打ち上げ花火とひとりぼっちのどきどきキャンプ

 海の向こうから無数の赤い点がやってくる。まるで赤いホタルだ。

 広がったり、ちぢんだり、急に一直線に並んだり。恐ろしくきっちりした網目模様をつくって街の上空を飛び回っている。

 打ち上げ花火みたいな対空砲火が斜めに上がる。命中。


 どん。


 空一面が真っ赤に染まる。煙が流れる。どん。地面が揺れる。

 《夜間外出禁止令》はいつまで続くんだろう。夜間どころか、これじゃあ、昼間でさえまだ安心して街に降りられない。

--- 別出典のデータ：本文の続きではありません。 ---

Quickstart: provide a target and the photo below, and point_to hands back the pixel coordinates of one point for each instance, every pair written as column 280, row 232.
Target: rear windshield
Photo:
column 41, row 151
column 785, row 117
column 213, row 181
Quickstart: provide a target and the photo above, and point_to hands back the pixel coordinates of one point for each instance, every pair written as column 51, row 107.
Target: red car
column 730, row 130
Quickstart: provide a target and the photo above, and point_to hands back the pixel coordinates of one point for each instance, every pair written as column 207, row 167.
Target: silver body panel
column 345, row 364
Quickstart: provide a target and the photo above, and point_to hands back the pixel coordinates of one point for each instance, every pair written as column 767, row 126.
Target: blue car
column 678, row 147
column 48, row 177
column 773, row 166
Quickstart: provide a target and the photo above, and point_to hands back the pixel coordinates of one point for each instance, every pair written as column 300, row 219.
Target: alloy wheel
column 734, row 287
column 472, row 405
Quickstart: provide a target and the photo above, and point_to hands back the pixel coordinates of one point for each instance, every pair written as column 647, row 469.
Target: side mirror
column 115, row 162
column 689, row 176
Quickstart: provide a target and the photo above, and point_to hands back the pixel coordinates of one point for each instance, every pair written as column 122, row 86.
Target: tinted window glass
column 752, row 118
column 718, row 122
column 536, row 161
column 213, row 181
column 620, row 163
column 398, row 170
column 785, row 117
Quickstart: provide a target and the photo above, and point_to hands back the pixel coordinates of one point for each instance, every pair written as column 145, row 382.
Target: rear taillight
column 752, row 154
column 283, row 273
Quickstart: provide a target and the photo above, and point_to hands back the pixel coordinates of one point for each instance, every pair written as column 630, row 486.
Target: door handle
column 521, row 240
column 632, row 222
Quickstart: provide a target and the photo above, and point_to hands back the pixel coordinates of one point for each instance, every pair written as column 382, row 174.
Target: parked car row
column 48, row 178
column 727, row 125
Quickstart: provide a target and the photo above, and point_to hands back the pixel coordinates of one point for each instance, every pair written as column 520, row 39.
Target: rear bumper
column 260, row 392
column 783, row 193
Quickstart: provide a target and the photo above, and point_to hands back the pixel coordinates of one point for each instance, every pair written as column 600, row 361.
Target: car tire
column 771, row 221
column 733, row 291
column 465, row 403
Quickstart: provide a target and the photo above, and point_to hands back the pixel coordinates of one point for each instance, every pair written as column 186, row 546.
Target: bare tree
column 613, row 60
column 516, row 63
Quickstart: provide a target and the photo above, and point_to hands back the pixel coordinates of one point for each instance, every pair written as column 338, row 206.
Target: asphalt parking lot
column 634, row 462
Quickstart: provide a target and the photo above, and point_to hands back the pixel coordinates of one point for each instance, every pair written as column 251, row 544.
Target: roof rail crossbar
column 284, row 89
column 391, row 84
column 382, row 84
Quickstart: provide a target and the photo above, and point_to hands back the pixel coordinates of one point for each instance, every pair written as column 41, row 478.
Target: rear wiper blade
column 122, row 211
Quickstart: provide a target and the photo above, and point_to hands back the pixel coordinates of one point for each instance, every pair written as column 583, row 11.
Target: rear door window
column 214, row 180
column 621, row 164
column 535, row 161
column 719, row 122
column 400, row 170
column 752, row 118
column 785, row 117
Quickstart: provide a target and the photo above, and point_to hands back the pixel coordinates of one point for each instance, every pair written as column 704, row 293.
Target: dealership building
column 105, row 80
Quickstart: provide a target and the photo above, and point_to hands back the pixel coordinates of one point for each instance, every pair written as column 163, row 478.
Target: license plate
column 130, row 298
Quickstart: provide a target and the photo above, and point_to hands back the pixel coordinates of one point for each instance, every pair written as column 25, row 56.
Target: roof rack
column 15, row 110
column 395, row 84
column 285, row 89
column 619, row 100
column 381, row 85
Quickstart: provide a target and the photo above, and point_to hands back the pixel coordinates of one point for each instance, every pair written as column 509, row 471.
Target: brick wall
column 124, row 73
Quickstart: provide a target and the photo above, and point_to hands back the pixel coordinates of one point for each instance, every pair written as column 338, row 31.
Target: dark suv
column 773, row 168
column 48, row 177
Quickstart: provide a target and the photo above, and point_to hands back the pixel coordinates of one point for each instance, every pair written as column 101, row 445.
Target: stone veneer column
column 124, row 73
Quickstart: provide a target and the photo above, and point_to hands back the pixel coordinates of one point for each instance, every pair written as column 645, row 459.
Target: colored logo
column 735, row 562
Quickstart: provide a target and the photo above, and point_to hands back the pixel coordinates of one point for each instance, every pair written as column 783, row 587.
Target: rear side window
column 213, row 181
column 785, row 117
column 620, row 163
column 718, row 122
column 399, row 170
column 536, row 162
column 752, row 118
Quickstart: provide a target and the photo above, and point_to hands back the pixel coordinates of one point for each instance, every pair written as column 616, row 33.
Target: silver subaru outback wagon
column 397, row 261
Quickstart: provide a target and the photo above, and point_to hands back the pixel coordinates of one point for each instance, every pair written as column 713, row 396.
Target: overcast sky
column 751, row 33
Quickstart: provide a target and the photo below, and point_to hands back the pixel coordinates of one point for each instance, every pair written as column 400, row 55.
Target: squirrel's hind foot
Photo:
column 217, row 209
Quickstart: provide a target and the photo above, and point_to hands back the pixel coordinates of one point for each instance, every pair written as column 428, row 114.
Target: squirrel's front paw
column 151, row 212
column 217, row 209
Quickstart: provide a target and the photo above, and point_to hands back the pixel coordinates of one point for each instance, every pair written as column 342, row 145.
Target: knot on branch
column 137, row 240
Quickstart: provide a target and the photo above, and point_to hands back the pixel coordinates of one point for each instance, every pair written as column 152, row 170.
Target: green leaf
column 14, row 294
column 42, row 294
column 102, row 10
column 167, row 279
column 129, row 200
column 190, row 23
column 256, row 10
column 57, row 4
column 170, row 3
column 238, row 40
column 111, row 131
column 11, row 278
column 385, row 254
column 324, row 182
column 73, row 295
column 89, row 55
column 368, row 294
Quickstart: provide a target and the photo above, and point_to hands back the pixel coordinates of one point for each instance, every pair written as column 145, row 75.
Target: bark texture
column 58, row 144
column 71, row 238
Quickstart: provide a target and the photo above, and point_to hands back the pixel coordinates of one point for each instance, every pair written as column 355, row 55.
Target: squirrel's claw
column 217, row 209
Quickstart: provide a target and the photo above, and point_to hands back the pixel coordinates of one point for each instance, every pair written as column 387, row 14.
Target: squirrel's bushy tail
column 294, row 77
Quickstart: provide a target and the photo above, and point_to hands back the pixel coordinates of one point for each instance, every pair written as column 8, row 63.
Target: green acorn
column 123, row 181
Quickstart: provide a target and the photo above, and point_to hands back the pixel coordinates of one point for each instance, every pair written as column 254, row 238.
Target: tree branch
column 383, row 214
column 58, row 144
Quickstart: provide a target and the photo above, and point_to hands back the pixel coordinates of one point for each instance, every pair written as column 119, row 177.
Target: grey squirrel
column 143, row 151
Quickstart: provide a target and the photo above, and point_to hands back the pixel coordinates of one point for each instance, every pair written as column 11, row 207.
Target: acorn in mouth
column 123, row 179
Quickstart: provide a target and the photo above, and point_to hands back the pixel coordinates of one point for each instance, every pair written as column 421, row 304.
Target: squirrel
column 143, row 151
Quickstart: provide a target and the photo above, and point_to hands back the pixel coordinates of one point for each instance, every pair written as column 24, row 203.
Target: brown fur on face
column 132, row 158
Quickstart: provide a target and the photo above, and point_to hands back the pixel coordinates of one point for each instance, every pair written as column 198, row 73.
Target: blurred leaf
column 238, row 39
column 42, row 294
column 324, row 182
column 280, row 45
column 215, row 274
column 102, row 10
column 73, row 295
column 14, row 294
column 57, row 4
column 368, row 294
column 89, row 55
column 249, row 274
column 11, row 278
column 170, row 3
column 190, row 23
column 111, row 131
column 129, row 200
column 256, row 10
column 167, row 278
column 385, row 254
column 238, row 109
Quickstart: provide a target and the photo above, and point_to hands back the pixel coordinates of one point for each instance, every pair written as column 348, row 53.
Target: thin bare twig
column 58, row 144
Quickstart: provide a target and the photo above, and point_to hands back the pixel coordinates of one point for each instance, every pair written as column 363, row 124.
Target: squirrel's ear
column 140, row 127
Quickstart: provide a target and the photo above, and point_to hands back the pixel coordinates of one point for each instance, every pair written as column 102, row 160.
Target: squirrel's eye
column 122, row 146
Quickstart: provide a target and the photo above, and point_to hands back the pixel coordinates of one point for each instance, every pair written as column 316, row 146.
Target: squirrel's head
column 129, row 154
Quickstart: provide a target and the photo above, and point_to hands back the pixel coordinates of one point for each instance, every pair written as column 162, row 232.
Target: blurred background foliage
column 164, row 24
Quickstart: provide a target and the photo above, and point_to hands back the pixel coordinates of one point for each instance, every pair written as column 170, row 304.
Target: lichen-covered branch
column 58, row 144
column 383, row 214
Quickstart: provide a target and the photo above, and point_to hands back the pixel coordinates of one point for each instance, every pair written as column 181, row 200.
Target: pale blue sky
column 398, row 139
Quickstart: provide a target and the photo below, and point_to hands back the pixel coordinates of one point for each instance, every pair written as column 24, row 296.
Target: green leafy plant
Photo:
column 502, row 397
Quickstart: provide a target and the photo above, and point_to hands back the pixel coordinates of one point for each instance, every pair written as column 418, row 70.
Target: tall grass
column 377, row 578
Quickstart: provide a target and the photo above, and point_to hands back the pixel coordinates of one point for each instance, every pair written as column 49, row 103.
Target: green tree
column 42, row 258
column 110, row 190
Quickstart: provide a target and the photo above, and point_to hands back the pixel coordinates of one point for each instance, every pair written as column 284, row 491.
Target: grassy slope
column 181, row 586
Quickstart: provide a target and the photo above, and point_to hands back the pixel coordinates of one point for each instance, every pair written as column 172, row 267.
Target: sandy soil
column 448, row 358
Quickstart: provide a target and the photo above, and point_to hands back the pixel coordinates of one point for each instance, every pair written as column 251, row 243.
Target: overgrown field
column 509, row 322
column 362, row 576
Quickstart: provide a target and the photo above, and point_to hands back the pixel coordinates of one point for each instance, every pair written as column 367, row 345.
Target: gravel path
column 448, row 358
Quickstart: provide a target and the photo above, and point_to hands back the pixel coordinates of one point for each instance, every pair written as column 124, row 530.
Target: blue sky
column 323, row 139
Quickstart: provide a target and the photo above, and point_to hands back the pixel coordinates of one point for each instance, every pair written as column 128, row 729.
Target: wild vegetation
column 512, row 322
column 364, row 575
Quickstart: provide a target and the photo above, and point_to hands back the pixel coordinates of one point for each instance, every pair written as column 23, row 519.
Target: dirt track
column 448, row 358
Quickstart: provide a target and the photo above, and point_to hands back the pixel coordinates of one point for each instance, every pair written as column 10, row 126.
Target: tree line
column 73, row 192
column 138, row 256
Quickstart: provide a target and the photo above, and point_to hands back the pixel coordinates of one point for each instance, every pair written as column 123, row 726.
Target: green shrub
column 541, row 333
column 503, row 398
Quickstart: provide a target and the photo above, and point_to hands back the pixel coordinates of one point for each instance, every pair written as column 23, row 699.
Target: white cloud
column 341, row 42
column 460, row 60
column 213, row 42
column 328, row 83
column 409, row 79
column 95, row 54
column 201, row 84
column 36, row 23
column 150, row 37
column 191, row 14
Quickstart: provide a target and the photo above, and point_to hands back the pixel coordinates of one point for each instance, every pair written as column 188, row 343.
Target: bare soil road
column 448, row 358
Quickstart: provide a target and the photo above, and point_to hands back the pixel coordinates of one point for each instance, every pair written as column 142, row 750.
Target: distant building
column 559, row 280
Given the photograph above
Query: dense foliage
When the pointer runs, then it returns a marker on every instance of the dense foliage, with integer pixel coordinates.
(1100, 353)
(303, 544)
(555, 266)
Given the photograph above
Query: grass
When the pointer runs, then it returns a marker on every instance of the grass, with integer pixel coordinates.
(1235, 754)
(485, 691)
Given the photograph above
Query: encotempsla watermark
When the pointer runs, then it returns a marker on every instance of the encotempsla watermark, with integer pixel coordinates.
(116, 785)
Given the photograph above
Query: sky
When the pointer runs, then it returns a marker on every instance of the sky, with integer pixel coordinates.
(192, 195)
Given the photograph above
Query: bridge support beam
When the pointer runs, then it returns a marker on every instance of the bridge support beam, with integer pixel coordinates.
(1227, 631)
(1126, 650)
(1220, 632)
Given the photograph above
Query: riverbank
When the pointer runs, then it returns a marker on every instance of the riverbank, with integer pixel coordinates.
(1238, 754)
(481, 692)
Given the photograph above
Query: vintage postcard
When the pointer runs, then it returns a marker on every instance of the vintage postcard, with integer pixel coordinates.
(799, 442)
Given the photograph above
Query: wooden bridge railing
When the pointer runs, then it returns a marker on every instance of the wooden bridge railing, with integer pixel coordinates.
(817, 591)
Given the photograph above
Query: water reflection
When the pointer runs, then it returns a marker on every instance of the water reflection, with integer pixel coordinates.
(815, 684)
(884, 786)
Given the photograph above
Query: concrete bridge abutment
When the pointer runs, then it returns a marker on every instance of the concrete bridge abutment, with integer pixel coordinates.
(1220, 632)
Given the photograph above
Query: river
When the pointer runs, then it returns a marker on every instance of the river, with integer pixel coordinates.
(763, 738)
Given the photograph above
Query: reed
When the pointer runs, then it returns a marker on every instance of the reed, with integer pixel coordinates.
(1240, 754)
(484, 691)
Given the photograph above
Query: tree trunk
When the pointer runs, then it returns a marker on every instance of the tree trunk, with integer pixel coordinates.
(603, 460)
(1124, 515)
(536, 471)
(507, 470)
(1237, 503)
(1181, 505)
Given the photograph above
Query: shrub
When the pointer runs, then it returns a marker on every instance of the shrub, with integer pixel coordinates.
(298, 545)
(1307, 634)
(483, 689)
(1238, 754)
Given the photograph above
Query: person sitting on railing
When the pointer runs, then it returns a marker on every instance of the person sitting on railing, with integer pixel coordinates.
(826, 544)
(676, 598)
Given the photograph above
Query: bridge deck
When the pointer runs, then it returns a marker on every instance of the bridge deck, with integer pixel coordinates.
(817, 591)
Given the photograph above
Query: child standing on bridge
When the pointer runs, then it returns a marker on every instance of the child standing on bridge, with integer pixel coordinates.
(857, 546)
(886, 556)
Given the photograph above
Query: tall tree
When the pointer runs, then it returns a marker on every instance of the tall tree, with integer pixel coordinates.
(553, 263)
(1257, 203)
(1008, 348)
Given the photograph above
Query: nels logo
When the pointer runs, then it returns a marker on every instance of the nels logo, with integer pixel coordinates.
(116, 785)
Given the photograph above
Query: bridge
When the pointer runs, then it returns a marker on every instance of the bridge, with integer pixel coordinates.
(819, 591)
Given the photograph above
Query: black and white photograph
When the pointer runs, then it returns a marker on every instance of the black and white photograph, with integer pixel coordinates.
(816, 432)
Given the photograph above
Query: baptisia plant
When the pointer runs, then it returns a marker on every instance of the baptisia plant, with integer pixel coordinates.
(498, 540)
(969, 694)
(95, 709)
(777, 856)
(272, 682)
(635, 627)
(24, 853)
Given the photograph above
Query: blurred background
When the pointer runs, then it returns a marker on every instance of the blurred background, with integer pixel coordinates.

 街の上空を我が物顔に飛び回っている赤いホタルは、敵国の自立型殺傷兵器。いわゆるAIドローンだ。ママの働く軍需工場でも、あれと同じ機械の汎用部品を作ってた。

 機械は善悪を判断しない。画像認識して目標を設定するだけ。

 赤いホタルが荷物を運べばそれは宅配ドローンだけど、もし荷物の中身が爆弾なら爆撃ドローンになる。使い道を考えるのは結局、人間の仕事さ。



 夜が明ける。赤いホタルは海の向こうに帰ったみたいだ。でもまだ安心はできない。


 ぼくの家だった場所の地下に秘密基地がある話は前にしたよね。

 ひとりで耐えしのぐぶんには十分すぎる備蓄が残ってるから、そういう意味では余裕で持ちこたえられるけど。

 もし頭数が増えてくるとすれば、ちょっと真面目に生存戦略を考えなきゃならない。


 海の方角にある空が暗い。風もだんだん強くなりかけてる。雲が近づいてるみたいだ。

 湿気が多いせいか、土の匂いが濃い。たぶん、もうすぐ雨になる。意外と雨も悪くはないかもね。だって……


「ぼくより街の人たちの方がずっと大変そうだよね」

 今はもういないエノーラの幻影に向かって言ってみる。いつもなら腰に手を当て、つんとあごをそらし、ほっぺたをふくらませて言い返してくるエノーラの姿は、もう、そこにはない。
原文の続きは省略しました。